Save instance results pre-merge so resume can re-merge

Rejected. The "save the per-instance result before the reducer fires; on resume, re-issue the merge" model would let the engine recover from a "merge happened but save didn't" race. But it requires a different record shape (a per-instance result staging area), introduces a new failure mode (saved-but-not-merged results that resume must replay through the reducer), and is no more correct than the simpler "merge + save together; lose at most one instance's merge" model in §10.11. The simpler model is sufficient for the workloads that motivate per-instance resume.

Persist attempt_index across resume for retry middleware on instances

Rejected. Per-instance resume preserves §10.6's "attempt_index resets to 0 on resume" rule unchanged. An instance whose retry middleware exhausted in the prior run gets a fresh retry budget on resume, consistent with the "resume is a new execution attempt" framing. Users who want strict retry-budget accounting across resume attempts can implement that at the application level (record exhaustion in state, check on entry) — the framework does not take a position.

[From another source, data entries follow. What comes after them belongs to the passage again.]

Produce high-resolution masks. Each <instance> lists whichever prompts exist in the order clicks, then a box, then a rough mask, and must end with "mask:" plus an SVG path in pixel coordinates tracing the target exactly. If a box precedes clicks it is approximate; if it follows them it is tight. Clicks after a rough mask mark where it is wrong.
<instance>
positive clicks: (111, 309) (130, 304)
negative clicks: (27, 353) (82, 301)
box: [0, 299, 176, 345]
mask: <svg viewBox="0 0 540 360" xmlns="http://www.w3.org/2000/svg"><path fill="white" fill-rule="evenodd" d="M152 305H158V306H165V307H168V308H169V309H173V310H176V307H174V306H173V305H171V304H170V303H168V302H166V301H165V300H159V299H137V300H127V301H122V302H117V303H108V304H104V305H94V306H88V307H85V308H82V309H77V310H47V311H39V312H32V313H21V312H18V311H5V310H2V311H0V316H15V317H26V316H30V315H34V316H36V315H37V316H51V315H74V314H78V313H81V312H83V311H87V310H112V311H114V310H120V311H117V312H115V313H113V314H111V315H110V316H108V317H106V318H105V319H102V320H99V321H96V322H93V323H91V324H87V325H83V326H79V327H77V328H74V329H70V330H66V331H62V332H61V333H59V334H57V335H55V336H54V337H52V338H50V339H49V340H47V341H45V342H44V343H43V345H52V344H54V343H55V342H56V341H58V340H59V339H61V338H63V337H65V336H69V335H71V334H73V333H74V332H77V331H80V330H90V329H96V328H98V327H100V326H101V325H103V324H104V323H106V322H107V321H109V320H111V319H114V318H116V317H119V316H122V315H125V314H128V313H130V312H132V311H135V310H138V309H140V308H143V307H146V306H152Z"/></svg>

Make fan-out internal saves atomic-with-merge via two-phase commit or similar

Rejected. Two-phase commit between the engine's reducer and the Checkpointer's save is overkill for this problem. The "save after merge; lose at most one instance on crash" model is sufficient, well-understood, and requires no additional protocol surface. Backends wanting stronger atomicity (e.g., Temporal's event-journal-as-truth) achieve it through their own mechanisms inside save.

Open questions

  • Does configurable batching also apply to subgraph-internal saves? Subgraph internals fire saves per §10.3 (unchanged from 0008), and a long-running subgraph with many inner nodes could face similar volume concerns. Lean toward extending the §10.11.4 batching knob to subgraph internals (with the same flush-on-subgraph-completion guarantee), but this proposal scopes the knob to fan-out internals only for clarity. A follow-on can extend batching if the need is demonstrated.
  • Should fan_out_progress be visible in the list() summary? A user inspecting saved invocations might want to see "fan-out X is at instance 800 of 1000" without loading the full record. Lean: NOT in v2; add as a separate optimization if backends want richer summaries.
  • What happens if the graph topology changed between crash and resume (e.g., the user edited the fan-out's inner subgraph)? This is a general resume-after-code-change concern that 0008 already declares out of scope. v2 inherits that constraint: the resumed graph MUST be structurally identical to the original. A schema_version mismatch would surface as checkpoint_record_invalid (per 0008 §10.10).